Ja'Son Fogelson, who invited me and my nemesis Misty LaRue to his annual Christmas movie marathon, in which he celebrates the birth of Jesus by going to at least half a dozen films strategically selected to allow him to theatre hop with the greatest accuracy. I have reached an age where I can't watch more than one movie in any 24 hour period without my gout getting the best of me, so I agreed to reserve seeing The Hobbit until the Yuletide with Mr. Fogelson and his kin. Until I received the e-mail containing the official Christmas movie schedule and saw that, to accommodate the greatest ease in getting from The Hobbit to the next screening on the schedule of Tyler Perry's A Madea Christmas across town, I was expected to sit through a showing of a 3-hour epic about Middle Earth in a neighborhood theatre approximately the size of your average linen closet where the screen was fixed so that it wasn't possible to view it without cocking one's head at a 218 angle and in which the projector was specially manufactured for the world premiere of The Gold Rush in 1925. Mr. Fogelson expressed bitterness when I made my apologies for myself and Ms. LaRue and we went instead to a luxurious movie palace to watch Martin Scorsese's The Wolf of Wall Street, a pointless and boring snoozefest about a self-involved hedonist whose every waking hour was devoted to doing despicable things. It was like I had spent Christmas with Mr. Fogelson after all.



Yoko Izumi
 

My college buddy Genelle Izumi, who arranges a small reunion of our university theatre department every year on or about the day after Christmas.
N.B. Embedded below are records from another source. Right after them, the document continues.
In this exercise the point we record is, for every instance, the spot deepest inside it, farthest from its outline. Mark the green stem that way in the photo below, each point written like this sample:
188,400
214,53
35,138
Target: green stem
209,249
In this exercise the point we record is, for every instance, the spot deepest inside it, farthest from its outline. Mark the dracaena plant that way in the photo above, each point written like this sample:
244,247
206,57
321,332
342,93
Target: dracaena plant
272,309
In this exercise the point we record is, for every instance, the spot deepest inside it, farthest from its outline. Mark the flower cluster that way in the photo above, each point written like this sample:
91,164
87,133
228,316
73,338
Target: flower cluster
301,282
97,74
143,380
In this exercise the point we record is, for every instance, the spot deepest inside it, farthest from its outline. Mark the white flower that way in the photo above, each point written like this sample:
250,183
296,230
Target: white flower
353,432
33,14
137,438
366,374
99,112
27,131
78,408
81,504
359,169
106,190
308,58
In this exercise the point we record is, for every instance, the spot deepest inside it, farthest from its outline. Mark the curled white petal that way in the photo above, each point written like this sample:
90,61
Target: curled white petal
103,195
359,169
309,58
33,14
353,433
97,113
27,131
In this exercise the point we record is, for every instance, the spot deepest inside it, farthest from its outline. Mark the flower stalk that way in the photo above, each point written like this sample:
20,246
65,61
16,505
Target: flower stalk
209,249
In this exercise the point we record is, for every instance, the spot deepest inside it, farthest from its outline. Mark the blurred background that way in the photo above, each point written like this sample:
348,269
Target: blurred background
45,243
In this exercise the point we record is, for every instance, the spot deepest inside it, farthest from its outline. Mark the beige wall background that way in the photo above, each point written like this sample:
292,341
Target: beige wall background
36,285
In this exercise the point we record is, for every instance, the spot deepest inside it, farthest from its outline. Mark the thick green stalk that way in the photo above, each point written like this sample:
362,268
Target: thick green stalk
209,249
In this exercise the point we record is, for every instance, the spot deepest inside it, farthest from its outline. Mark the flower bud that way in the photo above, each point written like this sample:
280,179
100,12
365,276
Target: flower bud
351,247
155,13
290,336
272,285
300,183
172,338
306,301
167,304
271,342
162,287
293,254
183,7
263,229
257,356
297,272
Despite my youthful appearance, I went to college at about the same time that the University Wits were being educated in Elizabethan London and so much time has passed that I never give my former classmates (most of whom spent the subsequent years serving out prison terms) a second thought except on the day that Ms. Izumi organizes us to appear at some restaurant so that we can sit at a table and ask each other how parole is going. Miss Izumi doesn't seem to get that her serving as the social glue which bonds the old gang through the years is a disruption of the natural order of things. Anyone who looks that much like Yoko Ono is supposed to be breaking up groups, not holding them together.